After hearing Google’s complaints, a Nashville City Council member, Anthony Davis, proposed legislation that would accelerate the attachment process, which was approved in September. Weeks later, AT&T sued to knock it down. Comcast followed with its own lawsuit.

AT&T, which had filed a lawsuit in Louisville against similar local legislation, argued that the new laws on pole attachment violated its property rights and could affect the quality of service.

“We have opposed these efforts because we are concerned that such unilateral action could potentially result in service outages for our own customers,” AT&T said in a statement.

The company added that Google had exaggerated the delay times for pole attachments and that it supported the Federal Communications Commission’s efforts to create pole attachment rules to take the place of a patchwork of local laws.

Google declined to comment.

AT&T’s suits in Nashville and Louisville are pending. If Nashville’s law is overturned, Mr. Davis said, residents would suffer. “Now consumers are hurting because of AT&T’s suit to protect their position,” he said.

AT&T has also fought for legislation in Tennessee, North Carolina and several other states to thwart municipal broadband providers. Last year, AT&T had the most lobbyists in Tennessee, with 14 full-time lobbyists and additional outside lobbyists hired to contest several bills in the state legislature that considered permissions for publicly run broadband networks.

The proposals, AT&T argued, unfairly pit private broadband companies against city broadband providers that may have access to public funding and tax breaks. Most of the bills were defeated, with one currently under consideration by the legislature.

While lobbying does not violate antitrust law, AT&T’s actions have drawn criticism from some consumer interest groups and Democratic lawmakers who have pressured regulators to strongly scrutinize the Time Warner deal.
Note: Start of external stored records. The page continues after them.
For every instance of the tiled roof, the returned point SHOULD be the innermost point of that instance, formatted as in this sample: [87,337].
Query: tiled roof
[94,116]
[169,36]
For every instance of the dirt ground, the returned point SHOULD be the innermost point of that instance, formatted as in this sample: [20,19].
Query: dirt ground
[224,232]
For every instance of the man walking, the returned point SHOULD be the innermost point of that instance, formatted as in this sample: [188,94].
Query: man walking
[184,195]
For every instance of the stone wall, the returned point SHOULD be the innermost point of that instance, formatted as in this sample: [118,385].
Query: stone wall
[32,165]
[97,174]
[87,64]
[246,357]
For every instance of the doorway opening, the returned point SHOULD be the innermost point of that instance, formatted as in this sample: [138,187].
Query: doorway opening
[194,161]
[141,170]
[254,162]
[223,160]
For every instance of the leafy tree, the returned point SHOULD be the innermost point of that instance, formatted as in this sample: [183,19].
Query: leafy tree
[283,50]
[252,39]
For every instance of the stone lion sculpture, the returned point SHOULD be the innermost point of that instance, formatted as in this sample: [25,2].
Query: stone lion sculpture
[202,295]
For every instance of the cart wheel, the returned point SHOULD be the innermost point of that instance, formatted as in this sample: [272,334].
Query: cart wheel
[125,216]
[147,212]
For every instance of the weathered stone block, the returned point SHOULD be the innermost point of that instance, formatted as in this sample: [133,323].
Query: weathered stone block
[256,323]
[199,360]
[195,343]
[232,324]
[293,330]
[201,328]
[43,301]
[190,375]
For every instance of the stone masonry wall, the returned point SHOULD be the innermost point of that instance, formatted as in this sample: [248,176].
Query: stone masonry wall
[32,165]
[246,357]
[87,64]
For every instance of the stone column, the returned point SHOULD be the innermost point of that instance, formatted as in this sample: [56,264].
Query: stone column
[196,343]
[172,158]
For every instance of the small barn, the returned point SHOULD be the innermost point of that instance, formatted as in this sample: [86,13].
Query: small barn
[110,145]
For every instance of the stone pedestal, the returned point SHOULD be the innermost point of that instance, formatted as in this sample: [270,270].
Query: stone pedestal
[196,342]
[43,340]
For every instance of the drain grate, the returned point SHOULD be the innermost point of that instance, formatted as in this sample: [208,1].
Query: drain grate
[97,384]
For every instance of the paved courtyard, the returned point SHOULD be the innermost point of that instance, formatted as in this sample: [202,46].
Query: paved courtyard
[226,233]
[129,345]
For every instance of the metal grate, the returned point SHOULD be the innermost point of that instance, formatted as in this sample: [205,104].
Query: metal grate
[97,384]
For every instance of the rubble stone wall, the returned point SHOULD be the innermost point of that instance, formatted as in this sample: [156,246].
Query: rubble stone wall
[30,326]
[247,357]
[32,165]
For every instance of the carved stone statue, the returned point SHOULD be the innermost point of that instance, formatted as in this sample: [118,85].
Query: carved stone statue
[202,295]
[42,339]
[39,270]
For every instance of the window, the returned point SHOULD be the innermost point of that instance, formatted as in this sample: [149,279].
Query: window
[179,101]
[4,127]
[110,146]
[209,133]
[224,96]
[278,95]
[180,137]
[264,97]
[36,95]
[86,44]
“AT&T consistently supports a legislative agenda that would eliminate consumer choice and deny competitors the ability to invest in broadband that could bring more choice,” said Todd O’Boyle, a director of Common Cause, a consumer group that supports municipal broadband networks.

In San Francisco, AT&T’s DirecTV belongs to a trade group that in February petitioned the Federal Communications Commission to overturn a city ordinance that prohibits exclusive deals for access to wiring inside buildings with multiple dwelling units. AT&T and other broadband providers would have benefited from exclusive rights to wiring within apartment buildings. They say the city is violating their property rights to wiring they own in the buildings.

Mark Farrell, a member of San Francisco’s Board of Supervisors, said the rule was intended to open up competition to companies like Webpass, a subsidiary of Google Fiber, and SonicNet, which have struggled for access to the wiring of apartment buildings. Mr. Farrell has said residents have complained of few options for broadband in the city.

So far, San Francisco has upheld the new rules.